= Karl Heinrich Meier =

Karl Heinrich Meier was a Nazi sympathizer and Dutchman of German origin (then aged 24), who, with his accomplice Jose Waldberg, a German national (then aged 25), was hanged at Pentonville Prison in London on 10 December 1940, following his conviction at the Old Bailey the previous month, having been sentenced to death by Mr Justice Wrottesley. These were the first executions under the Treachery Act 1940.

Meier and Waldberg sailed in a fishing trawler across the English Channel on the night of 3 September 1940. Carrying a radio, a pistol, secret ink, maps, food and 60 pounds sterling, they landed at Dungeness. The following morning Meier tried to order a bottle of cider in the village of Lydd, failing to realise that English pub regulations prohibited alcohol sales in the morning. The landlady alerted the police, who arrested Meier and then Waldberg later that same morning.

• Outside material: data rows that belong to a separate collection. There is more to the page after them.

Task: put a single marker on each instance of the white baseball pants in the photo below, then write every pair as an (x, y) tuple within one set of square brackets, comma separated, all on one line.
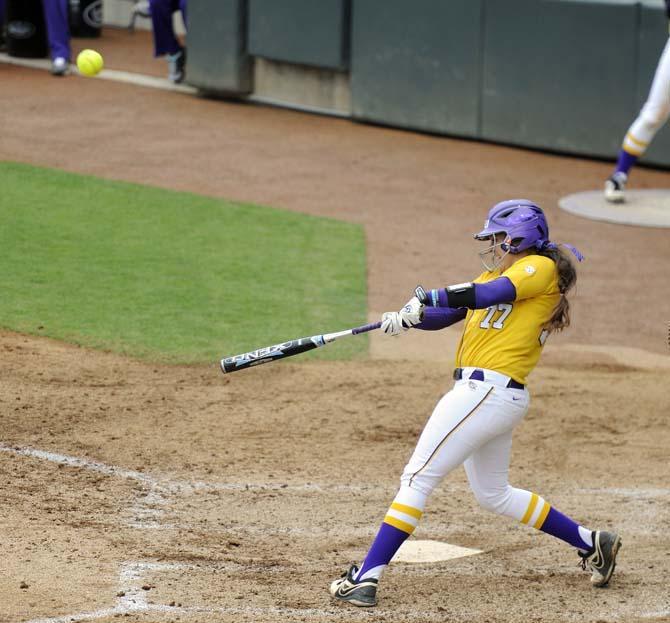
[(472, 425)]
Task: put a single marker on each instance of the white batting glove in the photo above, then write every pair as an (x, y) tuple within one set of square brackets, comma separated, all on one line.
[(393, 323)]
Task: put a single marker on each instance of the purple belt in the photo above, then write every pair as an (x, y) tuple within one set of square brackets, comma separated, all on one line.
[(478, 375)]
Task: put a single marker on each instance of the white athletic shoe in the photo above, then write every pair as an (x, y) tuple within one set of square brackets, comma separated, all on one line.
[(615, 186), (362, 594), (602, 558)]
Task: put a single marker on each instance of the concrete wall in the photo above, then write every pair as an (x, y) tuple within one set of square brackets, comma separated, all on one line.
[(563, 75), (418, 64)]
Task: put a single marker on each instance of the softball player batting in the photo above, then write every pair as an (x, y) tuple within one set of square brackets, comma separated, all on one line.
[(509, 311), (653, 115)]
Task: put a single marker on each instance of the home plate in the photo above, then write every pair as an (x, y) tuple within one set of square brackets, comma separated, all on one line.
[(431, 551)]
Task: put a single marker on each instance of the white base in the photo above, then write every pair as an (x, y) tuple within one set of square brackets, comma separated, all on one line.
[(644, 208), (431, 551)]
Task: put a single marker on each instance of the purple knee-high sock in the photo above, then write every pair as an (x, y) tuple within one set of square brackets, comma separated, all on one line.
[(562, 527), (625, 162), (386, 544)]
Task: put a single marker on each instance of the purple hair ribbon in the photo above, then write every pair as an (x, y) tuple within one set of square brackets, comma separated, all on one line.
[(546, 244)]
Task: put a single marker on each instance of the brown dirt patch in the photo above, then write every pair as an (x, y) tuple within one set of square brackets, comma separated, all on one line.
[(241, 497)]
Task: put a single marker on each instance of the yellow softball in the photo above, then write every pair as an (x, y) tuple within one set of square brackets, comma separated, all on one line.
[(89, 62)]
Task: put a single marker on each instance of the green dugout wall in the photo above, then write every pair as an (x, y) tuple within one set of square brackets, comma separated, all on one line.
[(562, 75)]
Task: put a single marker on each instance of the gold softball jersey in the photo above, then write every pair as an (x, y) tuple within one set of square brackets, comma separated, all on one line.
[(508, 337)]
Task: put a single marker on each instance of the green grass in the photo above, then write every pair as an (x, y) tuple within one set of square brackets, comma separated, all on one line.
[(171, 276)]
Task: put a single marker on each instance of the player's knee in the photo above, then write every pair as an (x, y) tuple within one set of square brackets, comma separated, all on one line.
[(418, 482), (653, 117), (494, 500)]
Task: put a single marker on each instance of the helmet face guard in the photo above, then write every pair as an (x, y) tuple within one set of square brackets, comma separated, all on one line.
[(523, 225), (488, 256)]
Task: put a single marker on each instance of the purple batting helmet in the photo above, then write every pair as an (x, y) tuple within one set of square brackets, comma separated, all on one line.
[(523, 224)]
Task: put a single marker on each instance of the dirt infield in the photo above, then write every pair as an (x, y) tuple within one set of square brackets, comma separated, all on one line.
[(159, 493)]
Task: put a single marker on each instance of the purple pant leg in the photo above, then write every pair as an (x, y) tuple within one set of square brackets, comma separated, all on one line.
[(165, 41), (58, 28)]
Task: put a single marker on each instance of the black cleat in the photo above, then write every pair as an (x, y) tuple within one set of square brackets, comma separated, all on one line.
[(362, 594), (602, 559), (615, 185)]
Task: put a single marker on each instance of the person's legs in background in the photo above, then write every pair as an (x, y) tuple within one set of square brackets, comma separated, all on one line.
[(2, 25), (652, 117), (58, 33), (165, 40)]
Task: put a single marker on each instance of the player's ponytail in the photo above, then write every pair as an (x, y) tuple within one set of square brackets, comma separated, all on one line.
[(567, 277)]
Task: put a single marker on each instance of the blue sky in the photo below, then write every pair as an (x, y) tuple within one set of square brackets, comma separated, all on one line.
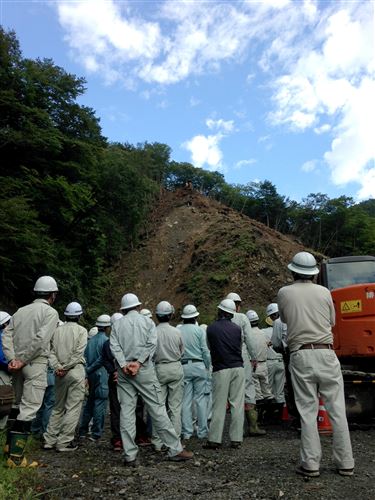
[(274, 89)]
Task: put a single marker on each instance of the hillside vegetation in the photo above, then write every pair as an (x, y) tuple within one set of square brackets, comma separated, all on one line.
[(75, 206)]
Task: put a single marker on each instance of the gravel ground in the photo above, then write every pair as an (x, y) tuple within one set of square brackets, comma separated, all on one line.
[(263, 468)]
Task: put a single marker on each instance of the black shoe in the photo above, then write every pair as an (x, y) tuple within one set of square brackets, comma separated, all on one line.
[(307, 472), (211, 446), (131, 463), (69, 447)]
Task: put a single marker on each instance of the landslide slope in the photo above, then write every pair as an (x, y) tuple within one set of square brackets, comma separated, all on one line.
[(197, 250)]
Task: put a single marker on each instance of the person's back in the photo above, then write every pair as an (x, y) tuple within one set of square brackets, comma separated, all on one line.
[(225, 343), (32, 327), (65, 341), (309, 313), (308, 310)]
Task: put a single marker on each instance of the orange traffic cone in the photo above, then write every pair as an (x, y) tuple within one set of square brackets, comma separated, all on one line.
[(324, 424)]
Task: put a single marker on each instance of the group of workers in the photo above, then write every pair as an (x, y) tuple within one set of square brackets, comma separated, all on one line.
[(186, 378)]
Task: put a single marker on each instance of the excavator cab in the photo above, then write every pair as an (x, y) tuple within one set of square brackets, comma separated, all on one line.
[(351, 281)]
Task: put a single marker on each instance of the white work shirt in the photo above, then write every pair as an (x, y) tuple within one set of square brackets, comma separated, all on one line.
[(133, 338), (28, 336), (68, 345), (261, 344), (243, 322), (169, 346), (279, 334), (308, 311)]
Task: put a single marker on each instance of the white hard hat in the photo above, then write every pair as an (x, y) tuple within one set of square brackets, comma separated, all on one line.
[(115, 317), (252, 315), (4, 317), (189, 311), (304, 263), (73, 309), (129, 300), (146, 312), (272, 309), (45, 284), (164, 308), (93, 331), (234, 296), (103, 320), (227, 305)]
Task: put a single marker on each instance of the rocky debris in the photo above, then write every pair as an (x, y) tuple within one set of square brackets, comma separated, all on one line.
[(263, 468)]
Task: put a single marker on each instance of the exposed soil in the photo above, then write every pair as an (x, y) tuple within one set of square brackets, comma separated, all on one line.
[(197, 250), (263, 468)]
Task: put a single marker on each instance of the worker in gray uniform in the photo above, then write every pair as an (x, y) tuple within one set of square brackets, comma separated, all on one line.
[(250, 363), (6, 389), (196, 362), (67, 360), (26, 345), (167, 359), (308, 311), (276, 372), (263, 389), (133, 344)]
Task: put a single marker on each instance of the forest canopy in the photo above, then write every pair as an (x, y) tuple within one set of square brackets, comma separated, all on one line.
[(72, 202)]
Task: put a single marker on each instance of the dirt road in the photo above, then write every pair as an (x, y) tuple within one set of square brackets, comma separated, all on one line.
[(263, 469)]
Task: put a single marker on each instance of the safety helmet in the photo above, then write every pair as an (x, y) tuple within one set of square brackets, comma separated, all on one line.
[(164, 308), (304, 263), (73, 310), (103, 320), (227, 305), (115, 317), (252, 315), (129, 300), (45, 284), (272, 309), (234, 296), (189, 311), (146, 312), (92, 332), (4, 318)]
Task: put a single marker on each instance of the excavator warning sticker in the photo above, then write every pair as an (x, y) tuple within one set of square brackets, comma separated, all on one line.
[(351, 306)]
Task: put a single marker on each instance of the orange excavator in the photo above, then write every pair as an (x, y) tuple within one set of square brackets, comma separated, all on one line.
[(351, 281)]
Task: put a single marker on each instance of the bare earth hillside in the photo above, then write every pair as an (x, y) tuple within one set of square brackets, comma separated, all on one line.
[(196, 250)]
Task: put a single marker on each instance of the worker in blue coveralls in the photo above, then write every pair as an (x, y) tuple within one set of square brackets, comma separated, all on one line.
[(96, 403)]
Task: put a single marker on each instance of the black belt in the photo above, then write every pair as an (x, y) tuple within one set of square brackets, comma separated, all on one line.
[(186, 361), (316, 346)]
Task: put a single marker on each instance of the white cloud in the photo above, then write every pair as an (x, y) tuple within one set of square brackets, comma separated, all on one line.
[(309, 166), (245, 163), (334, 82), (205, 150), (318, 57), (222, 125)]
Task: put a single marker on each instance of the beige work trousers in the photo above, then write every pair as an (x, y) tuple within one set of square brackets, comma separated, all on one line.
[(262, 386), (29, 385), (5, 379), (69, 396), (146, 385), (227, 385), (276, 378), (250, 397), (313, 371), (171, 379)]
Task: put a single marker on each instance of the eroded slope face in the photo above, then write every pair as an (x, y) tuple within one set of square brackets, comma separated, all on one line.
[(197, 250)]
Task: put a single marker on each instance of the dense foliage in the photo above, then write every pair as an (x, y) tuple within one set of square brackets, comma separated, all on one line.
[(72, 203)]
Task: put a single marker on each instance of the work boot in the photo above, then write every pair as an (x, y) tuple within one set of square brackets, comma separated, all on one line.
[(252, 420), (17, 445)]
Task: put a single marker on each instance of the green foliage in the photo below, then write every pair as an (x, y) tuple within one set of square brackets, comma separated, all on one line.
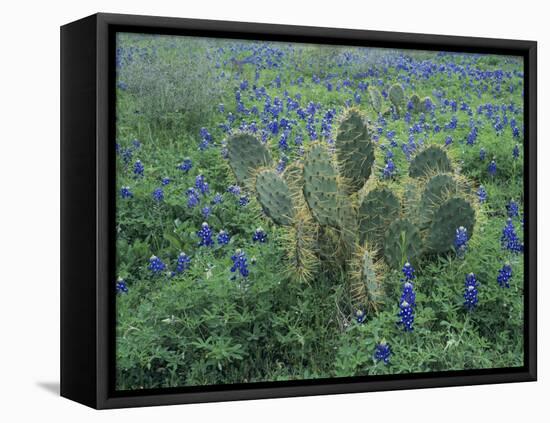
[(246, 154)]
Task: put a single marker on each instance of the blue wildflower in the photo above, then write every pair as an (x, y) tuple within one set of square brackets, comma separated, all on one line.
[(361, 316), (504, 275), (121, 287), (205, 234), (192, 197), (240, 263), (492, 168), (201, 184), (183, 263), (515, 152), (481, 194), (509, 239), (223, 238), (186, 165), (156, 265), (158, 195), (125, 192), (382, 352), (512, 209), (259, 236), (470, 292), (138, 168), (461, 241)]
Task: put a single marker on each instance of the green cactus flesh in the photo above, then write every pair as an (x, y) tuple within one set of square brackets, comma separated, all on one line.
[(355, 151), (274, 196), (321, 187), (375, 99), (378, 209), (451, 215), (437, 190), (246, 154), (432, 159), (402, 243), (366, 286), (397, 96), (416, 103)]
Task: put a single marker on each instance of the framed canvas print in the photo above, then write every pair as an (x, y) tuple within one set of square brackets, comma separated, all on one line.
[(254, 211)]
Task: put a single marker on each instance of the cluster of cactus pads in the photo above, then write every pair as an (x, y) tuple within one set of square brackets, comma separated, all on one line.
[(398, 101), (340, 219)]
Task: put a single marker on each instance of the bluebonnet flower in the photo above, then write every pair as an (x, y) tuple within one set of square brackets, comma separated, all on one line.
[(158, 195), (382, 352), (223, 238), (205, 234), (183, 263), (240, 263), (504, 275), (156, 265), (125, 192), (515, 152), (492, 168), (201, 184), (461, 241), (218, 198), (186, 165), (121, 287), (512, 209), (361, 316), (205, 139), (482, 154), (481, 194), (470, 292), (192, 197), (509, 239), (389, 169), (259, 235), (138, 168), (407, 302)]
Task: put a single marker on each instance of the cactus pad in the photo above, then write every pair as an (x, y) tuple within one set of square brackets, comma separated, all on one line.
[(402, 243), (397, 96), (452, 214), (246, 154), (366, 288), (354, 150), (375, 99), (432, 159), (321, 186), (274, 196), (379, 208)]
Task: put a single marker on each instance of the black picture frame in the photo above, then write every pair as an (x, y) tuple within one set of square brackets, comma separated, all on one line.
[(87, 212)]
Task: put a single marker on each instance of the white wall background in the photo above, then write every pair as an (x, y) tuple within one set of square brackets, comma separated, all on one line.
[(29, 231)]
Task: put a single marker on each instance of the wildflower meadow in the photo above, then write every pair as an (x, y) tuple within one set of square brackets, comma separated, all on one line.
[(288, 211)]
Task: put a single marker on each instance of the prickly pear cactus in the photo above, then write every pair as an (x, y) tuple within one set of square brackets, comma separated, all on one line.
[(321, 186), (430, 160), (377, 210), (354, 151), (246, 154), (402, 243), (416, 103), (274, 196), (452, 214), (397, 96), (438, 188), (375, 99), (366, 289), (426, 104)]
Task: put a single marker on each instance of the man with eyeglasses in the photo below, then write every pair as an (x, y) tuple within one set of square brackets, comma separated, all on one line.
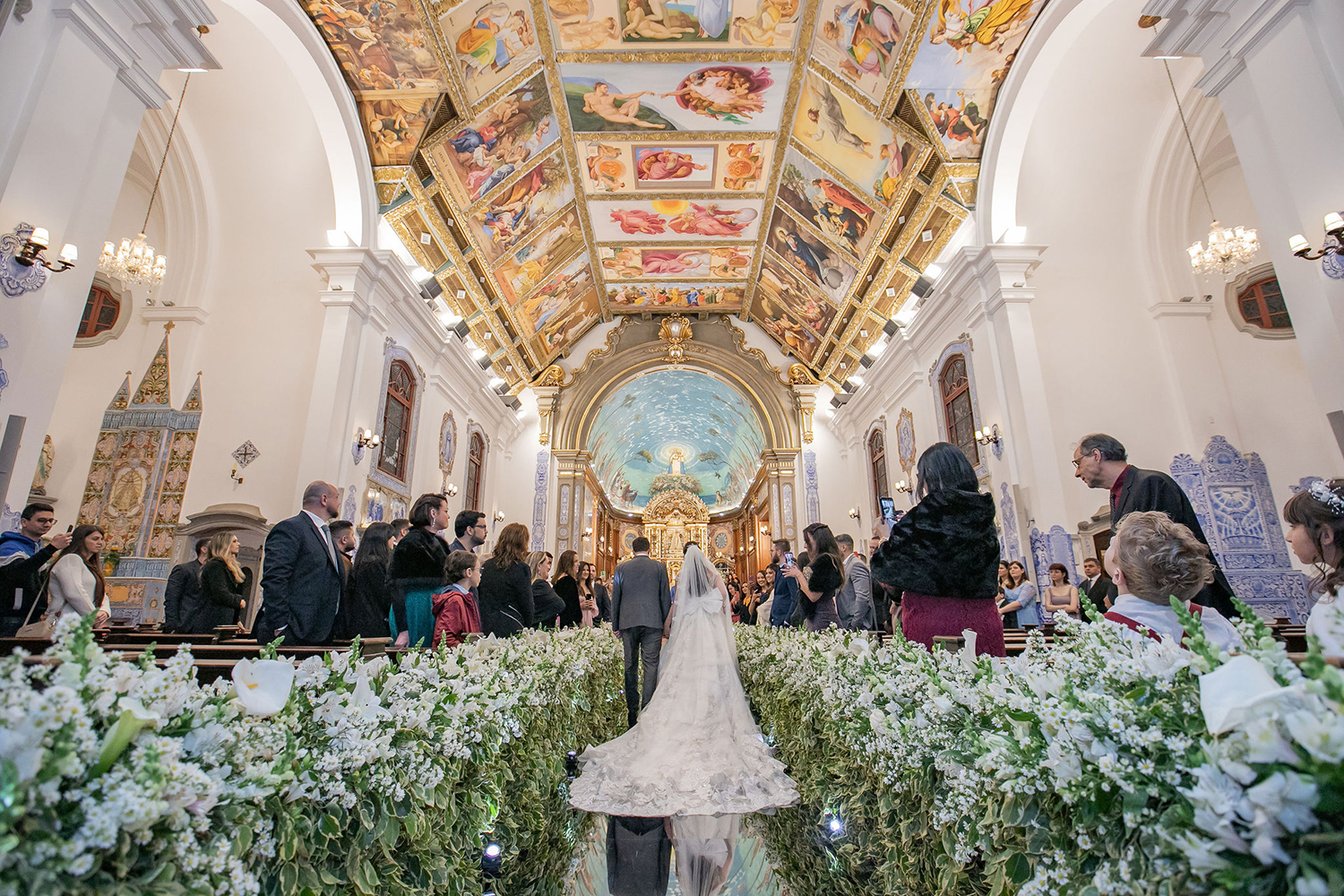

They both spoke good English, and carried papers showing them to be Dutch refugees from the Nazis.

The two confessed and told of instructions they had received to "observe and report on military objectives, such as aerodromes, concentrations of troops, gun emplacements, and ammunition dumps" and to "mix amongst the civilian population in trains, beffets and public houses, listening carefully to all careless talk by indiscreet civilians".

The Meier case was referred to in a television documentary The Germans Are Coming that screened on the Yesterday channel in 2011.

A fictionalized version of the event forms part of the plot of the Foyle's War episode Fifty Ships.